Importprobleme: Die 10 schlechtesten eingedeutschten Serientitel
Deutsche Titel von US-Serien können manchmal ziemlich lächerlich sein

Der Titel der Serie ist „Terminator: The Sarah Connor Chronicles“ und hat nix mit Popsternchen zu tun
(c) 2007 FOX
Ob unselige Anhängsel wie „Grey's Anatomy“ oder komplette Verfälschungen wie „Alles Betty“: Wenn es darum geht, englische Serientitel für das deutsche Fernsehen zu übersetzen, kommen die Macher auf selten dämliche Ideen.
1. Wenn im Januar „Terminator: The Sarah Connor Chronicles“ in Deutschland anläuft, dann mit einem gekürzten Titel, was für deutsche Verhältnisse recht ungewöhnlich ist. Aber dazu später mehr. Auf ProSieben wird die Serie jedenfalls als „Terminator: S.C.C.“ laufen. So wolle man vermeiden, dass sich Zuschauer an die ebenfalls beim Sender beheimatete Sängerin Sarah Connor erinnert fühlt. Aha. Wer wegen des neuen Titels statt an das Popsternchen nun doch an Arnold Schwarzenegger denkt, liegt goldrichtig: Die Serie erzählt, was sich zwischen dem zweiten und dem dritten Film der „Terminator“-Reihe ereignet hat.
2. Die Serie „My so-called life“ mit Claire Danes überlebte zwar die erste Staffel nicht, ist aber dennoch bis heute unvergessen - in Deutschland allerdings unter dem Titel „Willkommen im Leben“, der das Lebensgefühl des Teenagers Angela Chase nicht annähernd so gut einfängt wie der Originalname. Ähnlich erging es auch der Serie „Boy meets world“, bei uns als „Das Leben und ich“ zu sehen.
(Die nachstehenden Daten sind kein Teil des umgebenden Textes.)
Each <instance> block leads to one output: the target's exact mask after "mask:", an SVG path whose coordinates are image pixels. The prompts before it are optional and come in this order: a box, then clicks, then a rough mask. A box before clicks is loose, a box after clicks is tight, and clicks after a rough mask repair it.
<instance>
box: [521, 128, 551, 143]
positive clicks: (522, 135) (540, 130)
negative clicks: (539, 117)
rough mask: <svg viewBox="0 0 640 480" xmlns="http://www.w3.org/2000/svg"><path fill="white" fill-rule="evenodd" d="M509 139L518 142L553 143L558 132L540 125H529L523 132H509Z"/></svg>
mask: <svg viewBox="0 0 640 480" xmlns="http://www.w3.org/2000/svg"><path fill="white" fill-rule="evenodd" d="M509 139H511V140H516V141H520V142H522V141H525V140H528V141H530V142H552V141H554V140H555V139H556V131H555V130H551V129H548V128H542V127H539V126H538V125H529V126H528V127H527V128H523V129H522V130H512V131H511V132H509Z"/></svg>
3. In den Achtzigern und Neunzigern war es „Married with children“, die kultige Serie um Al Bundy und Töchterchen Dumpfbacke, die einen merkwürdigen Titel wie „Eine schrecklich nette Familie“ verpasst bekam. Das Pendant der jüngeren Vergangenheit ist die schwarze Familie Kyle aus der US-Serie „My Wife And Kids“. Daraus wurde fürs deutsche Publikum ausgerechnet „What's up dad?“. Dieses Möchtegern-coole Getue erklär mir mal einer.
4. Familienbezeichnungen im Serientitel sind übrigens nach wie vor sehr beliebt: „8 Simple Rules“ hieß „Meine wilden Töchter“, und aus „Grounded For Life“ wurde „Keine Gnade für Dad“. Letzteres vermutlich deshalb, weil man glaubte, der gemeine Deutsche könne mit dem Ausdruck „to be grounded“ (Hausarrest bekommen) nichts anfangen.
5. Das mangelnde Vertrauen in die Sprachfähigkeiten des deutschen Zuschauers erklärt jedoch nicht, wie die Serie „Three's company“ zu dem selten dämlichen Titel „Herzbube mit zwei Damen“ kam.